In his Gospel, Luke details the things that Jesus said and did from his birth to his Resurrection. In the book of Acts, we are given the details of the Early Church receiving power when the Holy Spirit comes upon them. This is followed by a string of events that should seem incredibly familiar: Peter healing a lame man, healing a paralyzed man, raising a dead girl, and healing crowds of people. Later we see Paul similarly healing a disabled man, raising a dead man, and casting out demons.
What we see here is nothing less than the continuation of the Gospel, the continuation of the Mission of Jesus Christ as the Apostolic and Spirit-filled Church begin to do and say those same things that Jesus said and did.
And to what purpose?
Luke desires to show, beyond any doubt, that the Jesus who walked, taught, preached, and healed, who suffered and died and rose again is the very same Jesus, alive and well and acting concretely within the men and women of the Church.
By the end of his work, Luke wants there to be no doubt that when we see the people of the Church acting with love in the world, we are seeing the risen Jesus acting with love in the world.
In this context, the idea of standing and waiting, looking up to heaven for Christ to return on a cloud, is indeed absurd. He will come, he has come, and he is coming right here and right now in our Spirit-filled midst.
This has been a most unusual Easter season. A time of isolation, of waiting, and of encountering the risen Christ in ways that we may not have been as intentional about in the past. We have not been able to proclaim the Good News as we have been used to. We've been challenged in new and often uncomfortable ways to expand our ideas and experiences of the spiritual life, grace, mercy, faith, hope, and love beyond the parish walls and beyond the Eucharistic sacrament.

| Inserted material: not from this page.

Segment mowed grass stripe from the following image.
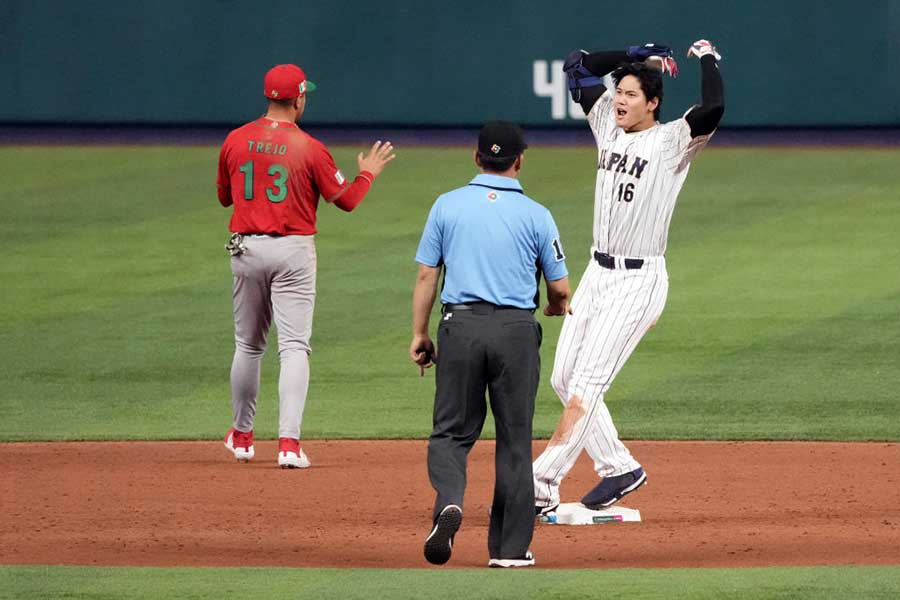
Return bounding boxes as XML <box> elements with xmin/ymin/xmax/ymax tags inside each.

Perhaps we can hear echoes of the strangers' challenge in our hearts as we gaze longingly at the closed doors of our churches: "Why do you stand looking?"

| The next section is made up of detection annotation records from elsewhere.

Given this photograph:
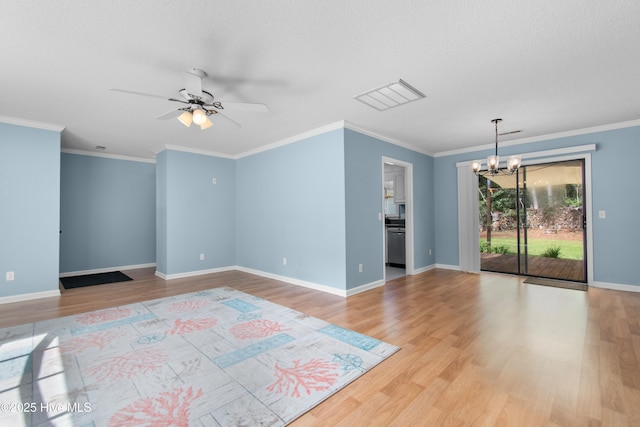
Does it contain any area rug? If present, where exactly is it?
[522,277,589,291]
[60,271,133,289]
[0,288,399,427]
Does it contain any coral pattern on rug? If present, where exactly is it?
[89,348,167,382]
[60,329,125,353]
[0,288,398,427]
[267,359,339,397]
[109,387,202,427]
[230,319,291,340]
[167,317,218,335]
[76,308,131,325]
[167,299,211,313]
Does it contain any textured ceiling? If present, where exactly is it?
[0,0,640,158]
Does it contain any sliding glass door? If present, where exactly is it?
[478,160,587,282]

Today's message of hope reminds us that this Jesus will come as he has always come, in the surprising and unexpected movements of the Spirit unbound by the smallness of our spaces and limitations. Today we sit filled with impatience, with angst, with the same kind of building energy that must have filled the hearts and souls of the Apostles. I pray that we see, each in our own ways, that surge of power released in our lives and in the world, not as we have done before but in the exciting and unexpected newness and creativity of the Holy Spirit that are the surest signs of the risen Christ alive and well in our midst.

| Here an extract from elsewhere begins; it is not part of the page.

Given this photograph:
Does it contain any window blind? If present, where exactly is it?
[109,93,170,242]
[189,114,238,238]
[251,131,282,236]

The readings for The Ascension of the Lord, Year A, are
Acts 1:1-11
Ephesians 1:17-23
Matthew 28:16-20


Ordained as a permanent deacon in June of 2018, Eric Gurash is a former radio personality and convert to the Catholic faith. He is a certified spiritual director, popular speaker, and retreat leader. Having spent 14 years in full-time parish ministry, he now serves as deacon for Holy Rosary Cathedral in Regina, Saskatchewan, and Director of Communications and Evangelization for the Archdiocese of Regina, where, among other duties, he co-hosts their weekly Thinking Faith podcast.